I have been known to be a bit vocal and opinionated over the years. My wife admires my honesty but says that being "brutally" honest is not always in my best interests. She says some people would like me better if I softened my approach and said things a bit more tactfully. But as the Warriors prepare for Game 4 of the NBA Finals tonight, this is not the time to mince words.
Let's face it, the Warriors are fortunate to be down 2-1 in the series, possibly even three games to none.
The Warriors could easily have lost Game 1 and be facing the almost impossible task of overcoming a 3-0 deficit. I also realize that they could have won Games 2 and 3 had a few plays gone their way. For example, Marreese Speights missed an uncontested two-handed dunk in Game 2, while Leandro Barbosa missed a driving layup in Game 3 and David Lee missed a couple of free throws in the same game. Unfortunately, those misses did happen.
There are other circumstances, however, that have had tremendous impact on the series. First, the officials seem to have taken the expression "playoff basketball" to mean that the game should be played by a new set of rules. Increased intensity is one thing, out and out grabbing, holding, banging and shoving are quite another.
The overt physical contact that is being allowed is absurd. Twice in Game 3, Draymond Green drove hard into the lane and collided with Cleveland center Timofey Mozgov. On neither occasion was a whistle blown. That's ludicrous! Either a charge or a block had to be called on those plays.
The officials have bought into the saying, "Let the players determine the outcome of the game." Well, gentlemen, that doesn't mean that you, as the men in charge of enforcing the rules, should swallow your whistles and not penalize any player who breaks those rules. Your job is to call the game according to the rule book — period. By not enforcing the rules as they are written, you actually are determining the outcome of the games instead of the players.
This physical brand of basketball that is being allowed has definitely affected the Warriors' offense much more so than that of their opponents. Everyone knows the Eastern Conference style of play is much more physical than that of the Western Conference. The Cavaliers are using this to their advantage as they have locked up Stephen Curry on the perimeter and absolutely hammered any player who has dared to enter the lane.
Give the Cavaliers credit for the way they have played in the first three games. They have created problems for the Dubs with their aggressive defense.
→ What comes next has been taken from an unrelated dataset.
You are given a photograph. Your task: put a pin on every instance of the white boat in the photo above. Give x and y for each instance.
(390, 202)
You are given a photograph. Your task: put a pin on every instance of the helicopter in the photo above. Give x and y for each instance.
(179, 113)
Not only are the Warriors shooting poorly from 2- and 3-point range, but they are not moving the ball as well as they have in the past. During the regular season, the Warriors averaged 25 assists per game. In the Finals, they are averaging just 18 per contest.
Meanwhile, Curry, who has not shot well overall, needs to elevate his play. The way he turned up his intensity level on offense in the fourth quarter is how he needs to play all the time. No one, especially Matthew Dellavedova, can stop him when he plays with that kind of energy and confidence. Yet, he has to make certain that he doesn't commit foolish and costly turnovers like he did late in Game 3.
So, can the Warriors win the Championship? Yes, but they need to do the following:
1. Focus on defense without any extended mental lapses.
2. Move the ball without making ill-advised, risky passes that lead to turnovers.
3. Avoid forced shots.
4. Strategically utilize the bench. Game 1 was won in part due to bench play. In the Game 2 loss, the bench did not play as aggressively as needed. In Game 3, the reserves helped Steph in the late comeback.
As I told the players when I spoke to them in the locker room just before the playoffs began, "You can beat any team in the league in a seven-game series if you play your best basketball." Now is the time to see it.
Rick Barry played eight seasons for the Warriors and was the captain of their only Bay Area NBA championship team. In 1987, he was inducted into the Naismith Memorial Basketball Hall of Fame. His commentary will appear exclusively in The San Francisco Examiner throughout the playoffs.